Military’s highest court denies Marine’s religious liberty claim
Attorneys plan to appeal the case to the U.S. Supreme Court
In a decision likely to influence how the federal Religious Freedom Restoration Act (RFRA) applies to military service members, the military’s highest court upheld the conviction of a U.S. Marine court-martialed for disobeying an order to remove three Bible passages she posted around her workplace.
In an opinion released yesterday, the five civilian judges on the Court of Appeals for the Armed Forces (CAAF) decided 4-to-1 to uphold a lower court ruling against Lance Cpl. Monifa J. Sterling. The lower court found Sterling failed to inform her superiors that the posting of the signs was “religiously motivated” and failed “to establish that the orders to remove the signs constituted a substantial burden on her exercise of religion” under RFRA. The signs, a personalization of Isaiah 54:17, read, “No weapon formed against me shall prosper.”

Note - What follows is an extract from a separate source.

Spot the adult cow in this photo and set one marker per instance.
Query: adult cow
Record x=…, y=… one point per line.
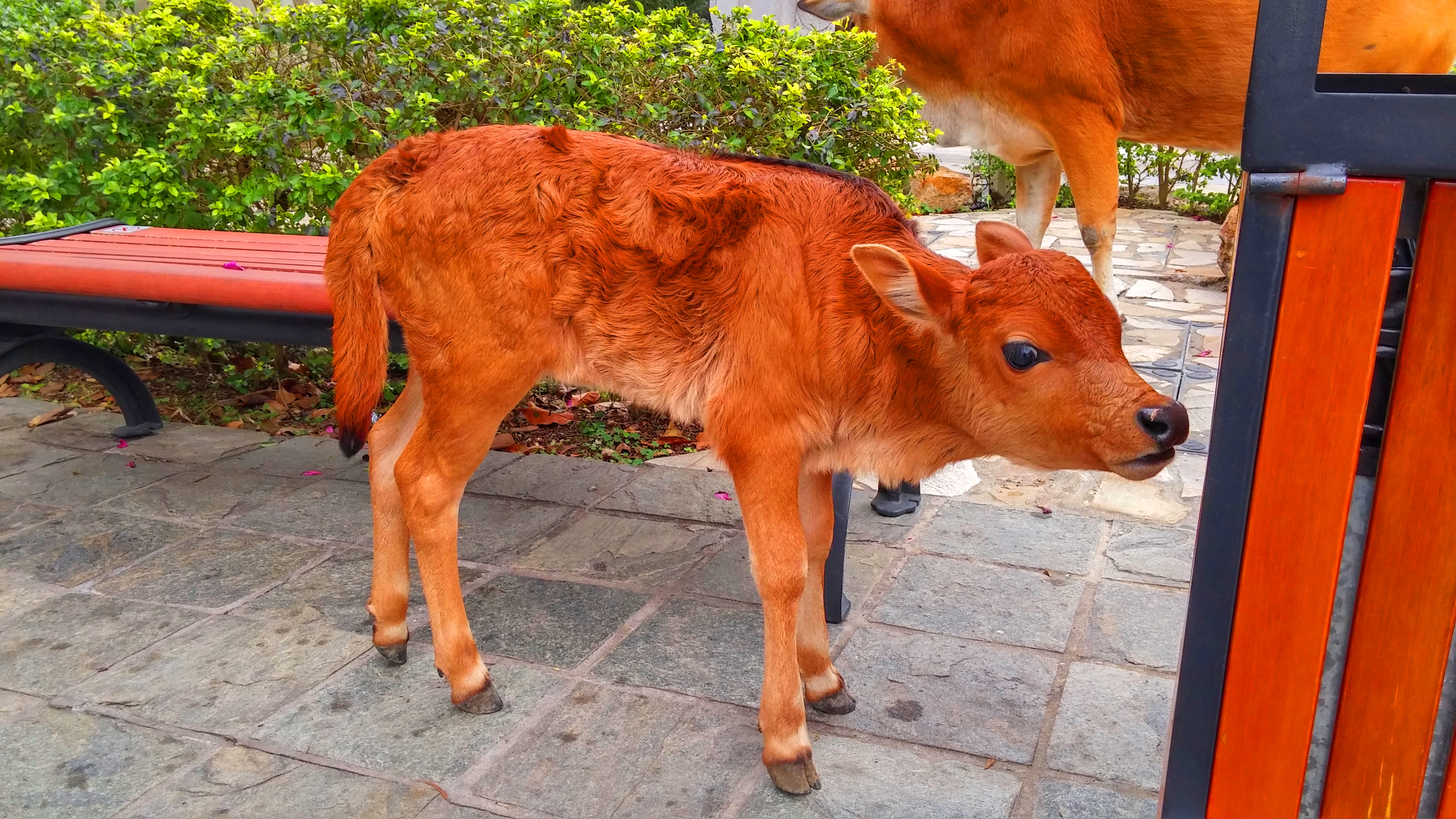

The CAAF, which heard oral arguments in April, agreed to review the case on the basis of two key questions. First, was Sterling’s conduct in displaying the signs in her shared workplace an exercise of religion as defined under RFRA? Second, did her superior non-commissioned officer have a valid military purpose in ordering her to remove the signs?
In the majority opinion, the judges noted that because Sterling did not indicate until during her trial that the signs had any religious significance to her, the words on the signs could have been interpreted as being “combative in tone.” They concluded the order to remove the signs was valid and did not place a “substantial burden” on her exercise of religion.
But in a dissenting opinion, Judge Kevin A. Ohlson argued that, in its decision, the CAAF went far beyond what was necessary to decide Sterling’s case and imposed “a legal framework that unnecessarily curtails the religious freedom of our nation’s service members.”
Ohlson argued the lower court—the Navy Marine Corps Court of Criminal Appeals (NMCCA)—incorrectly applied RFRA in Sterling’s case by not adequately determining whether her conduct “was sincerely founded on her religious beliefs.” In other words, the NMCCA failed to establish “whether LCpl Sterling was engaged in ‘religious exercise’—the very first prong of RFRA.” In Ohlson’s opinion, the CAAF should have remanded the case back to the NMCCA.
Ohlson concluded “the majority’s analysis of the underlying legal issue raises the prospect that other service members in the future may be subjected to conviction at court-martial for merely engaging in religious exercise that is entitled to protection under [RFRA].”
“This is absolutely outrageous,” said Kelly Shackelford, president and CEO of First Liberty Institute, which represents Sterling. “A few judges decided they could strip a Marine of her constitutional rights just because they didn’t think her beliefs were important enough to be protected. If they can court-martial a Marine over a Bible verse, what’s to stop them from punishing service members for reading the Bible, taking about their faith, or praying?”
In a statement, Shackelford noted that the decision “sets a terrible precedent” and will “jeopardiz[e] the constitutional rights of every single man and woman in military service.”
First Liberty plans to appeal the case directly to the Supreme Court.